Urteil des BFH vom 03.12.2015

Steuersatz bei Überlassung digitaler oder elektronischer Sprachwerke im Sinne des UrhG

BUNDESFINANZHOF Urteil vom 3.12.2015, V R 43/13
Steuersatz bei Überlassung digitaler oder elektronischer Sprachwerke im Sinne des UrhG
Leitsätze
1. Digitale oder elektronische Sprachwerke (E-Books) sind keine Bücher i.S. von § 12 Abs.
2 Nr. 2 UStG i.V.m. Anlage 2 Nr. 49 Buchst. a zum UStG.
2. Die Einräumung, Übertragung und Wahrnehmung von Rechten, die sich aus dem UrhG
ergeben (§ 12 Abs. 2 Nr. 7 Buchst. c UStG), erfassen nicht "elektronisch erbrachte
Dienstleistungen".
Tenor
Die Revision der Klägerin gegen das Urteil des Finanzgerichts Baden-Württemberg vom 5.
September 2013 12 K 1800/12 wird als unbegründet zurückgewiesen.
Die Kosten des Revisionsverfahrens hat die Klägerin zu tragen.
Tatbestand
1 I. Die Klägerin und Revisionsklägerin (Klägerin), eine GmbH, erbrachte im Streitjahr
(2011) Leistungen im Zusammenhang mit der Entwicklung und dem Vertrieb von
Bibliotheken in digitalisierter Form (virtuelle Bibliotheken). Ihr Ziel war es,
Bibliotheksnutzern Medien einer Bibliothek (z.B. Bücher) in digitalisierter Form
räumlich und zeitlich unabhängig über das Internet zur Verfügung zu stellen. Dazu ließ
sich die Klägerin Nutzungsrechte an geistig geschützten Werken einräumen. Diese
berechtigten sie, die Werke zu digitalisieren, sie auf ihrer technischen Plattform
(Servern) in handelsüblichen Formaten zu speichern und über das Internet zu
verbreiten.
2 Zum Kundenkreis der Klägerin gehörten im Streitjahr u.a. inländische Bibliotheken, die
ihr traditionelles Angebot um digitalisierte Inhalte erweitern wollten. Zu diesem Zweck
stellte die Klägerin den Bibliotheken die technische Einrichtung einer virtuellen
Bibliothek auf den von ihr betriebenen Servern entgeltlich zur Verfügung.

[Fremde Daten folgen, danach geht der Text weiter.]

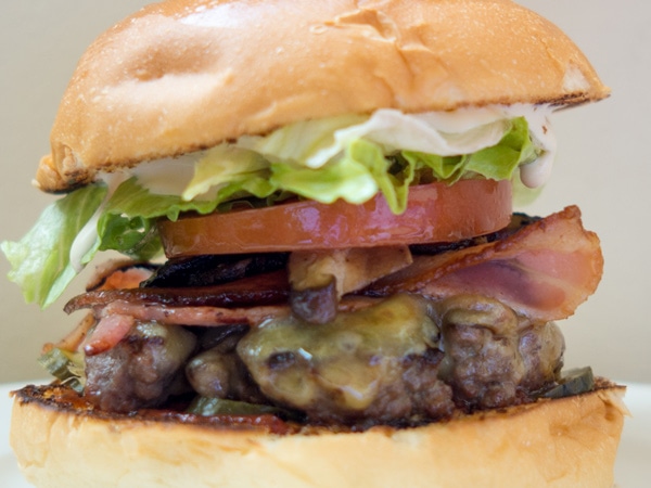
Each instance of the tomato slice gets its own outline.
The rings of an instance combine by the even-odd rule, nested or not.
[[[461,180],[409,189],[394,215],[384,197],[362,205],[337,201],[285,203],[261,209],[162,220],[167,257],[455,242],[509,223],[511,182]]]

3 Der Umfang der den Bibliotheken bereitgestellten urheberrechtlich geschützten
digitalisierten (Sprach-)Werke richtete sich nach der konkreten --entgeltlichen--
Bestellung durch die jeweilige Bibliothek. Die Klägerin schaltete die bestellten
digitalisierten Inhalte im vereinbarten Umfang für die jeweilige Bibliothek frei (Erwerb
einer Lizenz). Der Lizenzerwerb berechtigte diese, die von ihr konkret bestellten
digitalisierten Werke ihren Nutzern zur digitalen (Online-)"Ausleihe" über das Internet
anzubieten. Auf der Grundlage allgemeiner Benutzungsbedingungen stellten die
Bibliotheken ihren Nutzern sodann die digitalisierten Inhalte über die virtuelle Bibliothek
zur Verfügung. Die Bedingungen wiesen darauf hin, dass die virtuelle Bibliothek ein
Service der jeweiligen Bibliothek gegenüber ihren Mitgliedern sei, die "digitale
Ausleihe" technisch und administrativ jedoch durch die Klägerin abgewickelt werde.
Die Bibliotheken erhoben für diesen Service gegenüber ihren Nutzern keine --über
etwaige allgemeine Nutzungsbeiträge hinausgehende-- Entgelte.
4 Die digitalisierten Werke befanden sich physisch auf den von der Klägerin betriebenen
Servern. Über diese wurde den Bibliotheksnutzern der Zugriff auf die für ihre
Bibliothek lizenzierten digitalisierten Inhalte u.a. über das Internet ermöglicht. Die
Klägerin stellte die "ausgeliehenen" digitalisierten Werke technisch unmittelbar dem
jeweiligen Nutzer zur Verfügung (Download der digitalisierten Inhalte auf ein
entsprechend geeignetes Endgerät --z.B. E-Book-Reader, Computer--).
5 In den monatlichen Umsatzsteuervoranmeldungen für 2011 unterwarf die Klägerin die
Umsätze aus der Bereitstellung der digitalisierten Inhalte aufgrund der Bestellungen
durch die Bibliotheken dem ermäßigten Steuersatz (7 %).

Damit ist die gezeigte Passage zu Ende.